Wearing her socks, she pads into the first room, a long stretch of golden tatami mats, and two Buddhas, side by side. In front of both Buddhas are incense holders, a line of stubby white candles, and two mandarin oranges. Shrines to Renzo's deceased parents, most likely. Another Buddha, this one larger than the others, sits like a sentry in the corner. It, too, has candles, incense, oranges, and also apples in front of it. Probably offerings to the beloved ancestors.

She slides open a shoji paper wall; nothing but a fish tank with goldfish and a dark wood table hovering over a square recessed area in the floor. The room could be called empty, but she doesn't feel a lonely vacancy, only an essential elegant beauty, everything subtracted except that which appeals to the eye. She's always felt comfortable in Japanese-style homes. When she lived with her mother in Tokyo, they decorated their apartment like this, with tatami mats made of stiff rice-straw, paper walls from the inner bark of mulberry trees.

She slips her legs underneath the table and, leaning under, finds the knob to the kerosene space heater. The coils glow orange with a hint of rose.

Renzo finally joins her. “He said he'd be here.” His face is creased with worry.

“Maybe he stepped out,” she offers.

He sighs deeply.

“Or something came up,” she said, hoping her tone doesn't sound too disappointed. Did she come all this way for nothing?

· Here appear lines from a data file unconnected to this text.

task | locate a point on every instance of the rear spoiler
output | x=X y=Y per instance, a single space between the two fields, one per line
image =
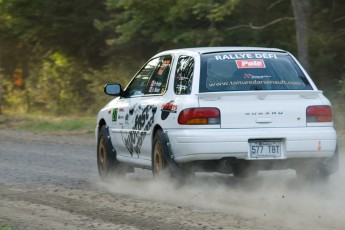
x=260 y=94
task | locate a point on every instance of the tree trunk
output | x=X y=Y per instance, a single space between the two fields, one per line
x=301 y=9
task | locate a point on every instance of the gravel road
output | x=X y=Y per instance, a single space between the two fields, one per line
x=50 y=181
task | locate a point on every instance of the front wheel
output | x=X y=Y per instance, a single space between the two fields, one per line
x=108 y=166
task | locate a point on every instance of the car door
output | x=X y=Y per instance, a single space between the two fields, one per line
x=136 y=111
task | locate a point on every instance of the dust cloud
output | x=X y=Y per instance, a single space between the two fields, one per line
x=277 y=196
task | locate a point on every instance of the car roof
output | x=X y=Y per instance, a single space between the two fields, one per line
x=205 y=50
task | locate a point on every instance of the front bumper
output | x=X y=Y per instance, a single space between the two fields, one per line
x=189 y=145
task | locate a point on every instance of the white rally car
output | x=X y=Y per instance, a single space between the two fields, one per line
x=233 y=110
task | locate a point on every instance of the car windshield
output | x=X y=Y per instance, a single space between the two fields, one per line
x=246 y=71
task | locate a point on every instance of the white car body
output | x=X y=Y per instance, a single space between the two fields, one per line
x=265 y=127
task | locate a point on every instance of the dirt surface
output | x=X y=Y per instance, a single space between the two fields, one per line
x=50 y=181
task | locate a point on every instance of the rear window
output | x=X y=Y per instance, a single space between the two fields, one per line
x=246 y=71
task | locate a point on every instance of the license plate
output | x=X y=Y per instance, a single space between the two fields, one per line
x=265 y=149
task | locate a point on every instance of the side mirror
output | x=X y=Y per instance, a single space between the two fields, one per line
x=113 y=89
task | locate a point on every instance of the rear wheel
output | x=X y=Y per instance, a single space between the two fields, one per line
x=160 y=150
x=108 y=166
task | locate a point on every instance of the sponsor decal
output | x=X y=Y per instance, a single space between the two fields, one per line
x=252 y=63
x=245 y=56
x=114 y=115
x=250 y=76
x=143 y=121
x=168 y=108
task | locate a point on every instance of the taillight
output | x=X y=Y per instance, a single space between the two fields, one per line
x=320 y=113
x=199 y=116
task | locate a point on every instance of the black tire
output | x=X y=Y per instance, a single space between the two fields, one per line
x=108 y=166
x=163 y=166
x=159 y=152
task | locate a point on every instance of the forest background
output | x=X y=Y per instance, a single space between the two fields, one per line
x=56 y=56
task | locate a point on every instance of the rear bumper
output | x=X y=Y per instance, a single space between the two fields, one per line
x=189 y=145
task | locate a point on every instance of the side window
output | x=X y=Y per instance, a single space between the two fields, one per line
x=159 y=79
x=184 y=75
x=138 y=85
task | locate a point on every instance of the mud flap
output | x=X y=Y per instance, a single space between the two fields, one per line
x=175 y=169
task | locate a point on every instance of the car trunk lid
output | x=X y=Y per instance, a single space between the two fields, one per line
x=261 y=109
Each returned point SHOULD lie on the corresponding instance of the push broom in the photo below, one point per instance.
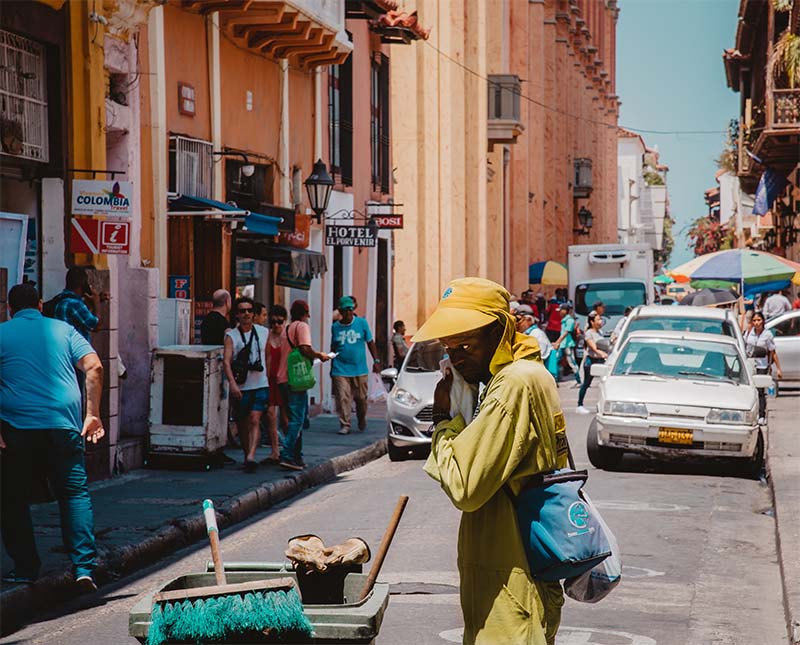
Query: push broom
(217, 612)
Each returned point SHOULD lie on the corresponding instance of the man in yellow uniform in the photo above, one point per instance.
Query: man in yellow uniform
(518, 430)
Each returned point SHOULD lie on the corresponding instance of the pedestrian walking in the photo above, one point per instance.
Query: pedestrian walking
(277, 376)
(298, 333)
(758, 336)
(40, 423)
(399, 344)
(246, 345)
(350, 338)
(566, 343)
(517, 432)
(216, 323)
(593, 355)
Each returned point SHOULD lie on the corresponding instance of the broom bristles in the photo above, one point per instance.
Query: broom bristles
(216, 618)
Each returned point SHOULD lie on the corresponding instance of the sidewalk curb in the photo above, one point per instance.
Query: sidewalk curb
(792, 619)
(18, 603)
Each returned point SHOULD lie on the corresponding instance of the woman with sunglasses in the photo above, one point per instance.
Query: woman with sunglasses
(277, 375)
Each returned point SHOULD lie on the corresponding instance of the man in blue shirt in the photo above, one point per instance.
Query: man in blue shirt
(350, 336)
(40, 410)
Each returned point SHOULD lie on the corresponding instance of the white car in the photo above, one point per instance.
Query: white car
(786, 330)
(675, 395)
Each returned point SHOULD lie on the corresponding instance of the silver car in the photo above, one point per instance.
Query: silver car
(673, 395)
(786, 330)
(409, 407)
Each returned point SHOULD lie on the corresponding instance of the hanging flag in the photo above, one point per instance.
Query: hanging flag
(769, 187)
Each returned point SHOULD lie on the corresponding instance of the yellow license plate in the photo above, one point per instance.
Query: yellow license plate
(675, 435)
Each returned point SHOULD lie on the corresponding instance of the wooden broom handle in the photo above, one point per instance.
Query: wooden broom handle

“I'm sorry to tell you this.” He hesitates. “Moto has not been himself lately.” He looks down at the table, as if embarrassed, then excuses himself and steps into the kitchen.

An actor. She can conjure up the handful of actors whom she's met. Performers, entertainers, solitude makes them lonely, and private love is a pale version of what they really want—the unwavering love of an audience. With their expanded presence, they make you feel part of something larger, somehow exalted, more vast, playing a bigger role than you ever imagined—but not necessarily the role you would have chosen. He's probably very charming. And now he's out of work. Maybe Renzo invited her so he'd have a new member of his impromptu audience. But, out of practice, he didn't feel ready, so he skips out on dinner.